Friday, August 26, 2022

The Moab Flood

Brian Schott has an excellent article discussing the Moab flood and some of the problems with the use of phrases like "100 year event" that was published yesterday in the Salt Lake Tribune.  In it, Moab's city engineer, Chuck Williams, does a good job describing some of the concerns about that phrasing and also how prior rainfall set the stage for the event by saturating soils (where they exist in that red rock country).  

I'll talk a little here about the precipitation piece of the puzzle.  Below is the  National Severe Storms Laboratory's Multi-Radar Multi-Sensor (MRMS) system 1-hour accumulated precipitation estimate for the period ending at 1:50 UTC 21 August, or 7:50 PM MDT 20 August.  Based on my visual inspection, this was the 1-hour period with the greatest coverage and intensity of precipitation in the Moab area.  Precipitation is heaviest along US-191 and in the Behind the Rocks area to the west, with pixel-level values maximizing at about 1.4 inches.  To the east, in the Mill Creek basin, amounts vary from about .6 to 1.2 inches depending on location.

Source: https://mrms.nssl.noaa.gov/qvs/product_viewer/

I also took a look at shorter-time-scale precipitation estimates.  Radar-estimated precipitation at one location peaked at about 0.7 inches for a 15 minute period (note: this is one pixel, not the entire area).  Based on the Salt Lake Tribune article, the NWS received a report of nearly an inch in 20 minutes, so these are fairly close. 

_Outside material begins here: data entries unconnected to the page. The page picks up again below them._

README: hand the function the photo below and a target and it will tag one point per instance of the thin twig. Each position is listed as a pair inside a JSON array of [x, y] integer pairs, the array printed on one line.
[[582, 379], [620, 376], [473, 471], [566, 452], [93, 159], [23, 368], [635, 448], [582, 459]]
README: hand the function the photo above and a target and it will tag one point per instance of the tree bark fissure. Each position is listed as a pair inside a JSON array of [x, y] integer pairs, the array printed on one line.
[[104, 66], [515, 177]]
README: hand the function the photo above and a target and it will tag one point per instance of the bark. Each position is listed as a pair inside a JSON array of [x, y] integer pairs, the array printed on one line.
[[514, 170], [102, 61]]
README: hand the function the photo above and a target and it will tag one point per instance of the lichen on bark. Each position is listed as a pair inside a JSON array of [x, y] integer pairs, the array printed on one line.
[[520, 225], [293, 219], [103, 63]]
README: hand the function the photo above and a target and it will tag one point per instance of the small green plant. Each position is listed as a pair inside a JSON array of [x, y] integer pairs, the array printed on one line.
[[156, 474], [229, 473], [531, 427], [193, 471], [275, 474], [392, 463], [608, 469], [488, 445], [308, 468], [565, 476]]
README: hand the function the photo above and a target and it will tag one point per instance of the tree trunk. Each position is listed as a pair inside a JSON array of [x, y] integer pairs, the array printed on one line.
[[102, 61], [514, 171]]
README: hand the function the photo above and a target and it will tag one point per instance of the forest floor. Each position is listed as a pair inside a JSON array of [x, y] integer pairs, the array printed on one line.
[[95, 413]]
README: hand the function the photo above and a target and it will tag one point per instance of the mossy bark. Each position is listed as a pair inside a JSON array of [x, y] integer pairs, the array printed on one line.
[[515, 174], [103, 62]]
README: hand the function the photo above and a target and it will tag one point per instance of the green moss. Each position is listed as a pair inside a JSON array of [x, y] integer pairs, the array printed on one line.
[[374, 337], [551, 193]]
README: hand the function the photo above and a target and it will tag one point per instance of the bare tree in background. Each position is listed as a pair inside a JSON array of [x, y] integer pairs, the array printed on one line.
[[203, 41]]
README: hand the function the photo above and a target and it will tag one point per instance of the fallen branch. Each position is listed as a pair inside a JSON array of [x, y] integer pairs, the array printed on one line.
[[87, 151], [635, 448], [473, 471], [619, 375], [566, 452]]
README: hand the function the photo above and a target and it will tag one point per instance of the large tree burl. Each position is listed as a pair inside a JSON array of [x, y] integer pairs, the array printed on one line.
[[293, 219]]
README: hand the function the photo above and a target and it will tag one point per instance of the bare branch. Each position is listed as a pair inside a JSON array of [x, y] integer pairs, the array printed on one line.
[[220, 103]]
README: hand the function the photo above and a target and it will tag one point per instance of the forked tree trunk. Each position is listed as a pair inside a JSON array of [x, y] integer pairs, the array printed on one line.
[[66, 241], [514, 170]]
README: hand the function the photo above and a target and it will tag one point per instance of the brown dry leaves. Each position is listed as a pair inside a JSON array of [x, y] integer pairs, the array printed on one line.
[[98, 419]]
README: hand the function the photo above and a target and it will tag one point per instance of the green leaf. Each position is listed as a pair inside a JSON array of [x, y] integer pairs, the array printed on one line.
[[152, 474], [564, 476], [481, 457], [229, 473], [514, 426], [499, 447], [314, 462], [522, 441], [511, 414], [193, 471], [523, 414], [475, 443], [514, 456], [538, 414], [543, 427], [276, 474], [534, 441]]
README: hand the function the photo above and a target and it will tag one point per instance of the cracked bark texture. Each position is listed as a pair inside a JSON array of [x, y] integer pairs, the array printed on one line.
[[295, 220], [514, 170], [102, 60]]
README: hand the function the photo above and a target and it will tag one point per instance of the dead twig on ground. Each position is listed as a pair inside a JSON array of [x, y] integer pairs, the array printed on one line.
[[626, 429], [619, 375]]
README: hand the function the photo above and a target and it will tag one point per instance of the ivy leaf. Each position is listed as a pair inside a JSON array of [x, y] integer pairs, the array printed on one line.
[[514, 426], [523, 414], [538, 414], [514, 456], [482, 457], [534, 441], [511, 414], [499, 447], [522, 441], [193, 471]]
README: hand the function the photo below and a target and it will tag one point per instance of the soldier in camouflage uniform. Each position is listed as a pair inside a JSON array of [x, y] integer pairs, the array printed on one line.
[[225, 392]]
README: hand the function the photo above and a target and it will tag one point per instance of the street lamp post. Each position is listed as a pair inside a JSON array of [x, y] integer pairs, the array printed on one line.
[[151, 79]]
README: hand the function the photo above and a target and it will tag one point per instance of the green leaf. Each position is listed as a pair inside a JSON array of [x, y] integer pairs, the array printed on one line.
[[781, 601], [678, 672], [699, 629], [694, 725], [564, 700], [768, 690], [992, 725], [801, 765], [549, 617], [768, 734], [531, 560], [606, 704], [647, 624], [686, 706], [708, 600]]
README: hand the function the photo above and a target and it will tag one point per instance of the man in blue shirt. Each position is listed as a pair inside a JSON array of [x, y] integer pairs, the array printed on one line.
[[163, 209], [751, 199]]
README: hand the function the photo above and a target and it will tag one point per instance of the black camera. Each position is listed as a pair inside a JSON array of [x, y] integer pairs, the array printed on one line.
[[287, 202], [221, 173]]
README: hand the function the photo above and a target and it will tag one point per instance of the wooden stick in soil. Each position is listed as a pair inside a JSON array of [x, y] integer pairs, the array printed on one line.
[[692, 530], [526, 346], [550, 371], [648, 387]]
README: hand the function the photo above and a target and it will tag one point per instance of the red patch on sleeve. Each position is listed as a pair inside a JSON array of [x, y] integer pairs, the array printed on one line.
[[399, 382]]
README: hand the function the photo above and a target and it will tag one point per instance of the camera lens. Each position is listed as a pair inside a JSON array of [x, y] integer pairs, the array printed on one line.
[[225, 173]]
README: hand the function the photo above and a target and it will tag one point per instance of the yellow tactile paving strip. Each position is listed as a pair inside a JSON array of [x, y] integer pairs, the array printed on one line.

Now if we were to look at the so-called recurrence interval for such precip amounts in the Moab area, 0.7 inches in 15 minutes has a recurrence interval of about 50 years and 1.4 inches in an hour about 100 years.  That sounds like a rare event.  However, these recurrence intervals have many problems, some discussed in the Tribune article linked above, but one not mentioned is that for precipitation, they are for a point.  During the monsoon we basically have thunderstorms dropping heavy precipitation in highly localized areas.  The odds that a specific location gets 0.7 inches of rain in 15 minutes is pretty low.  The odds that it happens somewhere in southern Utah is, however, much higher, and this is especially true during an active monsoon season like this one.  

I suspect that if I put some effort into it, I could find multiple 100 year precipitation events at various locations in southern Utah this summer (and probably northern Utah too).  Another way to think about that, and this is a bit of an oversimplification (but so is recurrence interval), is that about 1 in 100th of southern Utah will see a 100 year storm in any given summer.  The Moab event was rare for Moab, but it may not be rare for southern Utah in the monsoon.  

I often like to say that we are not prepared for the climate of the 20th century, let alone the climate of the 21st century.  The frequency or recurrence intervals of extreme events in our part of the world my contain estimate uncertainties simply because they are based on a limited time period at a limited number of sites.  This is especially true for precipitation accumulations in short time intervals like an hour or 15 minutes.  Additionally, for precipitation, these are point estimates and what would be really helpful is information on the characteristics of precipitation within individual catchment basins.  Radar can provide a path forward, although there are many areas of Utah that remain undersampled.   Finally, in a warming world, the statistics of the past may not represent the statistics of the future and storm intensity is expected to increase.  It will be essential that we learn from events like this one and build resiliency to future extreme weather and climate events.